A different way to look at that number is when you have 167 drives and leave them running for a year the manufacturer claims that on average you'll see one drive fail.
But I expect that is simply the constant "random" mechanical/electronic failure rate.
Assuming that failure rates follow the bathtub curve, as mentioned in the comments,
the manufacturer's marketing team can massage the reliability numbers a bit, for instance by not including DOA'S (dead on arrival, units that passed quality control but fail when the end-user installs them) and stretching the DOA definition to also exclude those in the early failure spike. And because testing isn't performed long enough you won't see age effects either.
I think the warranty period is a better indication for how long a manufacturer really expects a SSD to last!

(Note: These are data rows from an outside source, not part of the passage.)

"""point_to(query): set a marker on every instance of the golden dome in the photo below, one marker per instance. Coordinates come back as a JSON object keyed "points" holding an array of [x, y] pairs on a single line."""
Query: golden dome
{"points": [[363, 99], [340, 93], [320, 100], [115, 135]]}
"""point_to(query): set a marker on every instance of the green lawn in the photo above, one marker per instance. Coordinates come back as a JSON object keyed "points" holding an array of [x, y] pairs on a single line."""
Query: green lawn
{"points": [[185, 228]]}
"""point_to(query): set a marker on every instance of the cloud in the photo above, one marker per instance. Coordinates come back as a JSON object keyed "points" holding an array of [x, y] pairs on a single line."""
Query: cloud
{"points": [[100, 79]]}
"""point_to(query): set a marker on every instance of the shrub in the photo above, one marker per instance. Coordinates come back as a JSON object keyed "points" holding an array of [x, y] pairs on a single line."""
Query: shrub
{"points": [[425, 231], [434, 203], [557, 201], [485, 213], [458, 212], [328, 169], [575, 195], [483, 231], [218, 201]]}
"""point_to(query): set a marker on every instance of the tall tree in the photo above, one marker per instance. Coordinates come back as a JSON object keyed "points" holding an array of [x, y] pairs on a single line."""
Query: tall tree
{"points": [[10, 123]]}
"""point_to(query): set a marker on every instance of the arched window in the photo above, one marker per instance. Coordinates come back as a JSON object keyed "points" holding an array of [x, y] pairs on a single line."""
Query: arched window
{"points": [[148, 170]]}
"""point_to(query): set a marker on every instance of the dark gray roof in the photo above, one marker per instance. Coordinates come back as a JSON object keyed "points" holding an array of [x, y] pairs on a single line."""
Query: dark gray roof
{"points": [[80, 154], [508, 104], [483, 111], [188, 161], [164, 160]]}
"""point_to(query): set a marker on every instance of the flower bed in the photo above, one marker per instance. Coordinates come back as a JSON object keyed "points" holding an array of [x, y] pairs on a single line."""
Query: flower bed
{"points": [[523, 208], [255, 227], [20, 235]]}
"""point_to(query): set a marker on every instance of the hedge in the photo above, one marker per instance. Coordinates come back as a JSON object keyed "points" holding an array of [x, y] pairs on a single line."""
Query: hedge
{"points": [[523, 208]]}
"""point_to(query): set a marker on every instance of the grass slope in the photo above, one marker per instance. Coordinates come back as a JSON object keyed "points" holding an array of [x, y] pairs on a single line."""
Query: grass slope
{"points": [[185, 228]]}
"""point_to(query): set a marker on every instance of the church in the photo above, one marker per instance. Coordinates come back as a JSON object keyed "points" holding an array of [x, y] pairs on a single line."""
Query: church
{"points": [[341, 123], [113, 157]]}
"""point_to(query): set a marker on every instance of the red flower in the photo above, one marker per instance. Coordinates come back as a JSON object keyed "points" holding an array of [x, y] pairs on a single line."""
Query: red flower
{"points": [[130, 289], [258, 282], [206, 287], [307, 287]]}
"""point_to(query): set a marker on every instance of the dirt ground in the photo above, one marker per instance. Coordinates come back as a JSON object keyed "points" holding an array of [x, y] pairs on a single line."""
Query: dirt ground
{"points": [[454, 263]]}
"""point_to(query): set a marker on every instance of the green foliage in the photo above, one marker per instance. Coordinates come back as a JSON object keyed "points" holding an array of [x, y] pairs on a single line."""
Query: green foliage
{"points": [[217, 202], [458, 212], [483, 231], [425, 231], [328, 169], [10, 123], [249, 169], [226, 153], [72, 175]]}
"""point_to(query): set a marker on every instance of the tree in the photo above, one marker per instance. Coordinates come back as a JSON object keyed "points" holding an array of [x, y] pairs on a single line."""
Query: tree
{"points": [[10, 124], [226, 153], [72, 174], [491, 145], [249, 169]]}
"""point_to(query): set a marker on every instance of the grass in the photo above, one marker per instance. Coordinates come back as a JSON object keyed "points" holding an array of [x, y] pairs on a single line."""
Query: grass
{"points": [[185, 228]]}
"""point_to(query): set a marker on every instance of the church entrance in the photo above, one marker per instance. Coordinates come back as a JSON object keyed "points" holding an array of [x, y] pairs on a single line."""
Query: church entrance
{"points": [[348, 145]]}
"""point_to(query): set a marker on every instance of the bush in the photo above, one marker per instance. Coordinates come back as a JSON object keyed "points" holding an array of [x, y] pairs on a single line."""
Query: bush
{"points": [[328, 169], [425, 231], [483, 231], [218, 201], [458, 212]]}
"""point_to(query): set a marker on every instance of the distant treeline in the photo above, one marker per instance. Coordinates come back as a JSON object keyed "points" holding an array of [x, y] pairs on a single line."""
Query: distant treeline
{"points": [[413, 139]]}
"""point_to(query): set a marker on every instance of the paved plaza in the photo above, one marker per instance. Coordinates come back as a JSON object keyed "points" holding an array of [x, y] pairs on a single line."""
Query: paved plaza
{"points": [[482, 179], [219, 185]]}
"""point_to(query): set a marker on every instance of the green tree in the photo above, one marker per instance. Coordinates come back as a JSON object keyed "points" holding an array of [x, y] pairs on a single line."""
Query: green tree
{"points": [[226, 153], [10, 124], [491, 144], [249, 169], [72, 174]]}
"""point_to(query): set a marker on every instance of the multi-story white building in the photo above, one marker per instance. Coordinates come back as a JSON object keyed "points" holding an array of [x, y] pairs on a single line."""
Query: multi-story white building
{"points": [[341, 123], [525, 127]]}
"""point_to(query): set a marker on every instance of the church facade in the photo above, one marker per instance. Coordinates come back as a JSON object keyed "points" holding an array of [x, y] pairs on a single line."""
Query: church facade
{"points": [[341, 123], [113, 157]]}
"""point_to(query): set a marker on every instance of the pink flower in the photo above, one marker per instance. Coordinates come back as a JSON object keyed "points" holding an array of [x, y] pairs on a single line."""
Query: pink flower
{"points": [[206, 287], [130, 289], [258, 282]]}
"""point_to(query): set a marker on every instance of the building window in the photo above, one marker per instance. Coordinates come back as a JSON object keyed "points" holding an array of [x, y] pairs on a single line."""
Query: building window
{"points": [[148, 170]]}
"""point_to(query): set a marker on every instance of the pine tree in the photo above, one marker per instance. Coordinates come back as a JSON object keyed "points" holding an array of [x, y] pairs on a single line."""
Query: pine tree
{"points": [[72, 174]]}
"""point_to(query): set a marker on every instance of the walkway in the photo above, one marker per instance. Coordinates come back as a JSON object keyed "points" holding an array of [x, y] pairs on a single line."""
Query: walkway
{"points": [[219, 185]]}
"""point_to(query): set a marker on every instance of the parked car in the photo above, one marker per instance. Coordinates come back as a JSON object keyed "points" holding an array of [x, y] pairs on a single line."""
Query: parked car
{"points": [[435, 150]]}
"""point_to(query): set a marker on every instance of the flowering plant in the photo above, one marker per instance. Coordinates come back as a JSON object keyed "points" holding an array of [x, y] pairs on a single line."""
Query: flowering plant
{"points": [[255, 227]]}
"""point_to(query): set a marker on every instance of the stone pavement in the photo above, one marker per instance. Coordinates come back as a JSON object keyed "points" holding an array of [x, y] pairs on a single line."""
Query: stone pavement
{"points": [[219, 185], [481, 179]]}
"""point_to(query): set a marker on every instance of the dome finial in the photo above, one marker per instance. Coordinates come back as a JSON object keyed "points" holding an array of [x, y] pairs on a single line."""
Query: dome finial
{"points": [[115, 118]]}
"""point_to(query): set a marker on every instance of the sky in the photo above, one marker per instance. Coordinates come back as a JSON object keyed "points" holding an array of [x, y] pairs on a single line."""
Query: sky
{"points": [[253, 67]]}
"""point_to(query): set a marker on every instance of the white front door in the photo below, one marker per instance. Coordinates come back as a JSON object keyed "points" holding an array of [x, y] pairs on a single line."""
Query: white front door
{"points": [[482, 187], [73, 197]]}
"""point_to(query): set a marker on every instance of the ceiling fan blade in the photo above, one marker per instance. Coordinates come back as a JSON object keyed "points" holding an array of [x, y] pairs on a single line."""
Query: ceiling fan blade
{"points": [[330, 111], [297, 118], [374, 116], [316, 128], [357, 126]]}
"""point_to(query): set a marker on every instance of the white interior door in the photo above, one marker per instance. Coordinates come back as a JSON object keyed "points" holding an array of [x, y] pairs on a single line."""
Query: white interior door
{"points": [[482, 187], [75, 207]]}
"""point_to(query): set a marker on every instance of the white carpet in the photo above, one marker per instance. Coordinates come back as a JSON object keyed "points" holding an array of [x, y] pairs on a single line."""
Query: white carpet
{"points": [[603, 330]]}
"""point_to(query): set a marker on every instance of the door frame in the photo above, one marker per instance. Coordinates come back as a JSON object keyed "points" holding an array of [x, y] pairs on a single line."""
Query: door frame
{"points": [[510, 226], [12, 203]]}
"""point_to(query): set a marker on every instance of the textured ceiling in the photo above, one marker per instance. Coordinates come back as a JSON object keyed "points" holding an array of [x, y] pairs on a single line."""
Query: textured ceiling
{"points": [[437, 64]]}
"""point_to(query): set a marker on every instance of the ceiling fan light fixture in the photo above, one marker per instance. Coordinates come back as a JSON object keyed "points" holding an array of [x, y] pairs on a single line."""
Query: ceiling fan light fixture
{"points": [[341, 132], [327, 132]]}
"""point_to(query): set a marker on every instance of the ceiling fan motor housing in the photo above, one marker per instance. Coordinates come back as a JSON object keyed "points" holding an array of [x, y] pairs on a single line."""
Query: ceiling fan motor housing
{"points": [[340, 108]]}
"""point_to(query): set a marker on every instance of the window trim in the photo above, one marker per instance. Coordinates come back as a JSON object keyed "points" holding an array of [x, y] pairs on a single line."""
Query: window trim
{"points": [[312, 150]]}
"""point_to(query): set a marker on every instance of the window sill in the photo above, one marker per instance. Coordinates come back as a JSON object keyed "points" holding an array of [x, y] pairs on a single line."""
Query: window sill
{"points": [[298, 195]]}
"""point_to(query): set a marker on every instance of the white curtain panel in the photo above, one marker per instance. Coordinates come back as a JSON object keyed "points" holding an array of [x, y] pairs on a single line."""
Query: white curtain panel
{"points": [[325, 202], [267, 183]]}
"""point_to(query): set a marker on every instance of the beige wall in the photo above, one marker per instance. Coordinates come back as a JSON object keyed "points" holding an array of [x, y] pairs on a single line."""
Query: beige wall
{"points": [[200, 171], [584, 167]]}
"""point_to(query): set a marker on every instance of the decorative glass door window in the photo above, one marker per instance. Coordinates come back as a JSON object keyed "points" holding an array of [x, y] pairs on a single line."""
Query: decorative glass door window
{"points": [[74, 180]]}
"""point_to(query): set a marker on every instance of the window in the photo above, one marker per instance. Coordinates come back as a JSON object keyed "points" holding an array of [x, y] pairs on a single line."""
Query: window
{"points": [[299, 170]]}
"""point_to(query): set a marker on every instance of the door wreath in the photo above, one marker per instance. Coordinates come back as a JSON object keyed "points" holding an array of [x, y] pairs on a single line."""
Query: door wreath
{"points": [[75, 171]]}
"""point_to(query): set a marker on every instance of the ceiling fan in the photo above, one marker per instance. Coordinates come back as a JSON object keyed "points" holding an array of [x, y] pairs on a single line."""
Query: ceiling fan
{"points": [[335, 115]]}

That definitely won't be measured in decades or centuries...
Associated with the MTBF is the reliability associated with the finite number of write cycles NAND cells can support. A common metric is the total write capacity, usually in TB. In addition to other performance requirements that is one big limiter.
To allow a more convenient comparison between different makes and differently sized sized drives the write endurance is often converted to daily write capacity as a fraction of the disk capacity.
Assuming that a drive is rated to live as long as it's under warranty:
a 100 GB SSD may have a 3 year warranty and a write
capacity 50 TB:
--------------------- = 0.46 drive per day write capacity.
3 * 365 days * 100 GB
The higher that number, the more suited the disk is for write intensive IO.
At the moment (end of 2014) value server line SSD's have a value of 0.3-0.8 drive/day, mid-range is increasing steadily from 1-5 and high-end seems to sky-rocket with write endurance levels of up to 25 * the drive capacity per day for 3-5 years.
Some real world tests show that sometimes the vendor claims can be massively exceeded, but driving equipment way past the vendor limits isn't always an enterprise consideration... Instead buy correctly spec'd drives for your purposes.